I really feel for your situation. I don't have an answer as I am looking for answers myself in a very similar situation. I've been married for 18 years to my husband and we have 2 teenage boys. I believe I have fallen out of love as well. We have been separated for several months now. It is so difficult to let go of the marriage. The kids are doing ok and just want us to be happy. I love my husband very much, but the "in love" feeling died a long time ago. I don't know how to get it back or if it will come back. We have gone to counseling, but nothing seems to stick. I wish I could be of help, but please know you are not alone. I don't understand my feelings of fearing letting go, while at the same time, I wish I could end it. I think I want someone to tell me or give me permission to let go. Sounds funny, but the guilt and pain is overwhelming. My husband is a good man, I think we just grew apart over the span of many years.


----------



## Malibu17 (Nov 30, 2007)

Hey izzy, I sent you a PM since your situation is very similiar to mine.


----------



## moogvo (Dec 21, 2008)

Relationships are built on shared experience. We all go through a time in our marriages when we have grown apart. We have stopped "dating" long ago. Life has become "regular". 

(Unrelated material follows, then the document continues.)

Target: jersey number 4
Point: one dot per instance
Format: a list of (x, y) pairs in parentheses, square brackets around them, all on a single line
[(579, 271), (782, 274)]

Buy her some flowers. Go out once a week... even if it is only to a coffee shop. re-discover what you saw in each other from the get-go.

You have to have some "alone time". There is no substitute. We are all here just waiting out our time until we die. You have choices to make along the way which will determine how you reflect back upon your life in the end.

Nobody says "Gee. I sure wish I had spent more time at work." while laying on their death bed. Folks seem to look back and think of regrets from not spending more time with those that are important.

the key ingredients for a successful marriage are Honesty, Integrity, and the desire to share of yourself (not just your money or things).

The term "in love" is a total scam. there is no such animal. It is simply a feeling you have based on a compilation of other emotions. There is no marriage (or even friendship for that matter) that will survive without effort.

Think of your kids as infants. You say "He will grow up to be strong and successful."... Not if you forget to feed and take care of him!

Spend time with each other. Be each other's best friends. Make time for yourselves. It is hard to realize that it just won't automatically maintain itself, but that's how it is.

I was devastated to learn that my marriage wasn't some magical union that would always be there and be perfect with little to no effort from me. Somehow, the magical luster has worn down to the primer and I had to realize that it is not magical after all.

~Moog


----------



## Lost2Life (Apr 29, 2011)

I have been there with you and I hate this feeling. I don't connect with my husband like we use to do. I don't blame him though. I blame myself. We have absolutely nothing in common anymore. He doesn't want to do stuff with me unless I push him into it. I have done that so much with so many things. When I make him feel guilty he will do it. I don't want to be that wife and I am so lonely for someone to laugh with and have fun with. So many things have gone on since we met 18 years ago. He and I have a 14 year age difference and his children who I once loved dearly, threw him out of his life 5 years ago. Our relationship has never been the same. I had to push him for children of our own although he said when we were dating he wanted another family. I am a burden to him, but when we talk about it he feels guilty. He and I have never ever cheated, but both of us have had "emotional" relationships with friends of the opposite sex. That is hurtful to the both of us. This week we talked about our marriage and about how he fealt pushed into things. He told me he didn't want to marry me, but he didn't want to lose me either. I feel cheated. I have only been with one other man besides him. We do have a daughter who I would never ever keep from him. I don't want to disrupt her life, upset our families or hurt him after the sacrifice he made for me over his children from his first marriage. Our sex life sucks. He can go over a year without sex and I feel like we are more like room mates than husband and wife. He has just gotten tired of taking care of me. Early on he did so much for me and maybe I expected too much. I just am so lonely. I don't want to seek emotional fullfillment with my male friends, because I feel it is wrong. I just don't know what to do and I don't want to live a life of regrets.


----------